In 1188 Henry II of England and Philip II of France agreed to go on a crusade, and that Henry would use a white cross and Philip a red cross. Thirteenth-century authorities are unanimous on the point that the English king adopted the white cross, and the French king the red one (and not vice versa as suggested by later use). It is thus not clear at what point the English exchanged the white cross for the red-on-white one.

There was a historiographical tradition claiming that Richard the Lionheart himself adopted both the flag and the patron saint from the Republic of Genoa at some point during his crusade. This idea can be traced to the Victorian era, Perrin (1922) refers to it as a “common belief”, and it is still popularly repeated today even though it cannot be substantiated as historical.

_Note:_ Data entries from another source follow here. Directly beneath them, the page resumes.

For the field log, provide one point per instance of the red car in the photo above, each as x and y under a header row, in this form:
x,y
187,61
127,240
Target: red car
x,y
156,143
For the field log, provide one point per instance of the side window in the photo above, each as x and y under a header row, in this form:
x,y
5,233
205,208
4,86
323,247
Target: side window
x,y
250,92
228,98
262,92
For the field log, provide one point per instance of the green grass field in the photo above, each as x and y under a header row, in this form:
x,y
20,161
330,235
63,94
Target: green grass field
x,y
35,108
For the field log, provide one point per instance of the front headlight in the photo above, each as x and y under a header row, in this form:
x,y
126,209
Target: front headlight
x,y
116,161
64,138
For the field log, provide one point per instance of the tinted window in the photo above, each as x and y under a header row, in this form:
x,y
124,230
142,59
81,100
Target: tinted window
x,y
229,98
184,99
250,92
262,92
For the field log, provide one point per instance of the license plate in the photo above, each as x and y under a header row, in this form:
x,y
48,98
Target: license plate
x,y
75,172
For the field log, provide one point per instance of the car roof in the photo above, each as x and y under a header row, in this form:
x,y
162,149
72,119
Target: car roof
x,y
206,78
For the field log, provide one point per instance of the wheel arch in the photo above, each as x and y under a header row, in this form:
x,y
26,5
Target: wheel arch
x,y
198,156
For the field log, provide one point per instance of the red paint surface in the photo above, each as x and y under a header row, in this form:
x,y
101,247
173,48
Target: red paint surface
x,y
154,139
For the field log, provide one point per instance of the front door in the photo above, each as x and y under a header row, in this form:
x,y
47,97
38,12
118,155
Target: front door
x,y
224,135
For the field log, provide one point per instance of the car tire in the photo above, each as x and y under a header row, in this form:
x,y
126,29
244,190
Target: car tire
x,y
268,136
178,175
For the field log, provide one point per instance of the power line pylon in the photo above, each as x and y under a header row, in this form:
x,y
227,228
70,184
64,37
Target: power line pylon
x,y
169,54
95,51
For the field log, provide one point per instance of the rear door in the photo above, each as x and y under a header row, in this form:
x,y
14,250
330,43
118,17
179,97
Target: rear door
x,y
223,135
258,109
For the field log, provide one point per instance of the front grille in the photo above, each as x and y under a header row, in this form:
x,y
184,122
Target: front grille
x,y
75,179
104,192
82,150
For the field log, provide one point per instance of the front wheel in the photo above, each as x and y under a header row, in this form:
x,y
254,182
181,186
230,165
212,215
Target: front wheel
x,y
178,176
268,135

Red crosses seem to have been used as a distinguishing mark worn by English soldiers from the reign of Edward I (1270s), or perhaps slightly earlier, in the Battle of Evesham of 1265, using a red cross on their uniforms to distinguish themselves from the white crosses used by the rebel barons at the Battle of Lewes a year earlier. Perrin notes a roll of accounts from 1277 where the purchase of cloth for the king’s tailor is identified as destined for the manufacture of a large number of pennoncels (pennons attached to lances) and bracers (worn by archers on their left forearms) “of the arms of Saint George” for the use by the king’s foot soldiers (pro peditibus regis). Perrin concludes from this that the introduction of the Cross of St George as a “national emblem” is originally due to Edward I. By 1300, there was also a greater “banner of St George”, but not yet in a prominent function; the king used it among several banners of saints alongside the royal banner. Saint George had become popular as a “warrior saint” during the Crusades, but the saint most closely associated with England was Edward the Confessor until the time of Edward III, who in thanks for Saint George’s supposed intervention in his favor at the Battle of Crécy gave him a special position as a patron saint of the Order of the Garter in 1348. From that time, his banner was used with increasing prominence alongside the Royal Banner and became a fixed element in the hoist of the Royal Standard. The flag shown for England in the Book of All Kingdoms of 1367 is solid red (while St George’s Cross is shown for Nice and, in a five-cross version, for Tbilisi). The Wilton Diptych from the late 1390s shows a swallow-tailed St George cross flag held by an angel in between King Richard II (accompanied by royal saints Kings Edward the Confessor and Edmund the Martyr) and a scene of the Virgin and Child flanked by angels wearing Richard’s own heraldic devices.